Do hospitals need to make up payment shortfalls from Medicaid and Medicare by charging higher prices to privately insured patients? That theory, known as cost shifting, has been discussed considerably over the past few decades. But many recent studies have in fact suggested something else: lower medicare hospital payment rates for inpatient care might just lead to lower private payment rates.
Cost shifting is based on the notion that a hospital’s costs (staff, equipment, supplies, space) are fixed, with an event requiring a specific set of resources. Therefore when reimbursements don’t meet the hospital’s expenses the cost must be met in some other way. However, in reality hospitals as with any other industry face and respond to various market forces.

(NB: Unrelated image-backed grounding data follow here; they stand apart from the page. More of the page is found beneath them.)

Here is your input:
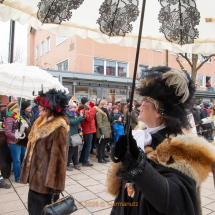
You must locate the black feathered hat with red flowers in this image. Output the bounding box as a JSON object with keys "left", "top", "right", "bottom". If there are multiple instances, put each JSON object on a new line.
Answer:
{"left": 34, "top": 89, "right": 69, "bottom": 115}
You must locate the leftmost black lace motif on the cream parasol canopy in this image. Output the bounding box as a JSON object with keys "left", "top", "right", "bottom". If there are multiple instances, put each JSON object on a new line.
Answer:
{"left": 37, "top": 0, "right": 84, "bottom": 24}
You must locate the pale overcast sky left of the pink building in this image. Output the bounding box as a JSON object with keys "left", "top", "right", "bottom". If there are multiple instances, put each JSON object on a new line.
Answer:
{"left": 0, "top": 21, "right": 28, "bottom": 63}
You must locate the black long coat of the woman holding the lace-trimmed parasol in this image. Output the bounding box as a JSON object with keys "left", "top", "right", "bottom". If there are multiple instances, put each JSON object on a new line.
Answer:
{"left": 110, "top": 128, "right": 200, "bottom": 215}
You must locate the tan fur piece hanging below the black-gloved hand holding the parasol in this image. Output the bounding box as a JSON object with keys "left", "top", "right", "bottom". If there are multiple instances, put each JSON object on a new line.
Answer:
{"left": 106, "top": 163, "right": 121, "bottom": 197}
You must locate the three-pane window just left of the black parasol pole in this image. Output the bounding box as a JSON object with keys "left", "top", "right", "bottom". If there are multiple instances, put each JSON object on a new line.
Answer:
{"left": 93, "top": 58, "right": 128, "bottom": 77}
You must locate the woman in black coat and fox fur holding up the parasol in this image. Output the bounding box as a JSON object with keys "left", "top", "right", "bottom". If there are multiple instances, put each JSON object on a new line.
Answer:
{"left": 107, "top": 67, "right": 212, "bottom": 215}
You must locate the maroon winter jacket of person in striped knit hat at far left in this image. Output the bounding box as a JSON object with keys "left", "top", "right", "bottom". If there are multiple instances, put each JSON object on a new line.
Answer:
{"left": 4, "top": 116, "right": 16, "bottom": 144}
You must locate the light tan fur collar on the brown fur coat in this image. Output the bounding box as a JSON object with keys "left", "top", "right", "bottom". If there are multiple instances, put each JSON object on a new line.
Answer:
{"left": 25, "top": 117, "right": 69, "bottom": 166}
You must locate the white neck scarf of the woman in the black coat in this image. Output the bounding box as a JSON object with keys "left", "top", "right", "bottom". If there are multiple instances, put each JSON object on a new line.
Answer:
{"left": 132, "top": 124, "right": 165, "bottom": 150}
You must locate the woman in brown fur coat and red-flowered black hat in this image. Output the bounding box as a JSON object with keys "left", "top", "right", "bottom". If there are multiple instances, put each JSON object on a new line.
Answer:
{"left": 20, "top": 89, "right": 69, "bottom": 215}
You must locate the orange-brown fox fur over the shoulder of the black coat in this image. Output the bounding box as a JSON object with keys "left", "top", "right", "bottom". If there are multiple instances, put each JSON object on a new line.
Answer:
{"left": 147, "top": 134, "right": 215, "bottom": 187}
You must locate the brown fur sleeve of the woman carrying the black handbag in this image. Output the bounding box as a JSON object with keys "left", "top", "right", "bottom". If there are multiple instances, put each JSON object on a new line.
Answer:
{"left": 45, "top": 127, "right": 68, "bottom": 191}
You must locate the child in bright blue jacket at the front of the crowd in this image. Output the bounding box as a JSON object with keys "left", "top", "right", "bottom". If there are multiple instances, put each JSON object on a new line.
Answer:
{"left": 113, "top": 114, "right": 124, "bottom": 143}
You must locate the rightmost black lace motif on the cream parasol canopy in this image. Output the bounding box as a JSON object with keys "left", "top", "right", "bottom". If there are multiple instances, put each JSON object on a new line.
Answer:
{"left": 158, "top": 0, "right": 200, "bottom": 45}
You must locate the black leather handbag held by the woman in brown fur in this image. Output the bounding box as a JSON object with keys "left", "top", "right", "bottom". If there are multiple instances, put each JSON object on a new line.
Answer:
{"left": 42, "top": 193, "right": 77, "bottom": 215}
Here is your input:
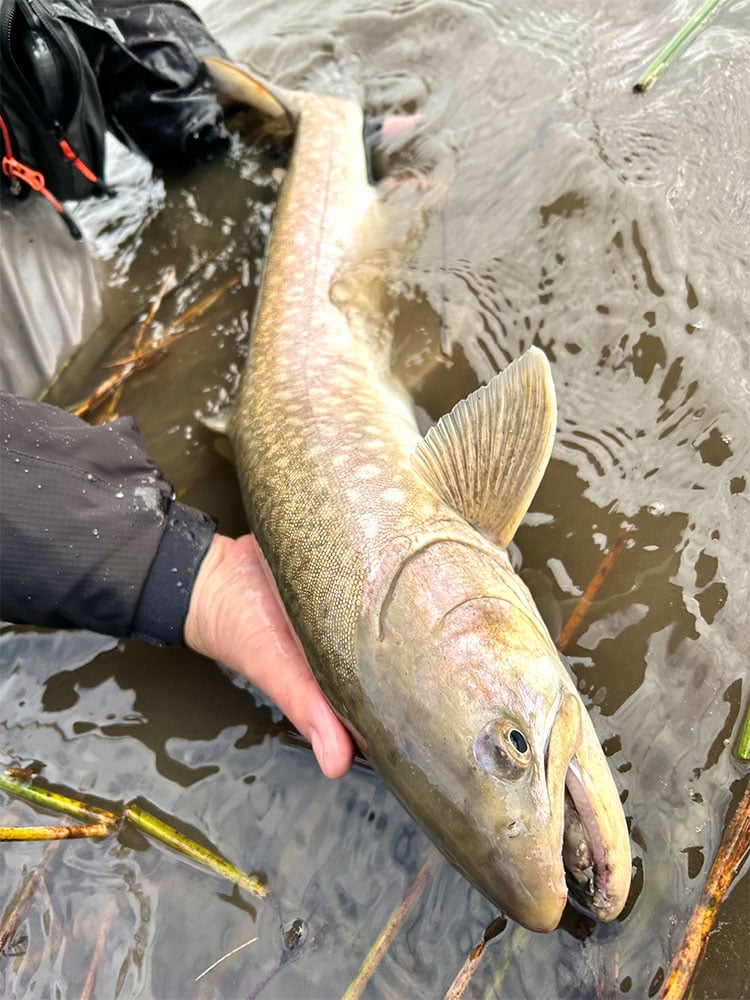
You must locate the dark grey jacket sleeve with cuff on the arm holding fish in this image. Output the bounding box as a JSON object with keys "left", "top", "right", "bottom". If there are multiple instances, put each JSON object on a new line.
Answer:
{"left": 0, "top": 394, "right": 215, "bottom": 645}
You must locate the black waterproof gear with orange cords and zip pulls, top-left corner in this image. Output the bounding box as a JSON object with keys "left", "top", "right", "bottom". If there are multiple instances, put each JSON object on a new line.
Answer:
{"left": 0, "top": 0, "right": 231, "bottom": 211}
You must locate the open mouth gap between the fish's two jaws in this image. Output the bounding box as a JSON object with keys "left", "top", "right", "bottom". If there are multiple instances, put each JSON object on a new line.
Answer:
{"left": 562, "top": 762, "right": 612, "bottom": 920}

As was reported to Congress in 2011, it’s been hospitals’ underlying costs, not cost shifting, that have led to differences in prices charged to insurers and to Medicare shortfalls or profits. In fact, as noted in this New York Times editorial: “Today, hospital cost shifting is dead, and the spillover effect reigns. A consequence is that public policy that holds or pushes down Medicare and Medicaid prices (or their growth) could put downward pressure on the prices hospitals can charge to all its customers and, in turn, on the premiums we pay to insurers.” Good news indeed for consumers of health care and especially for those concerned with the long-term potential shortfall effects of reduced payments to Medicaid and Medicare.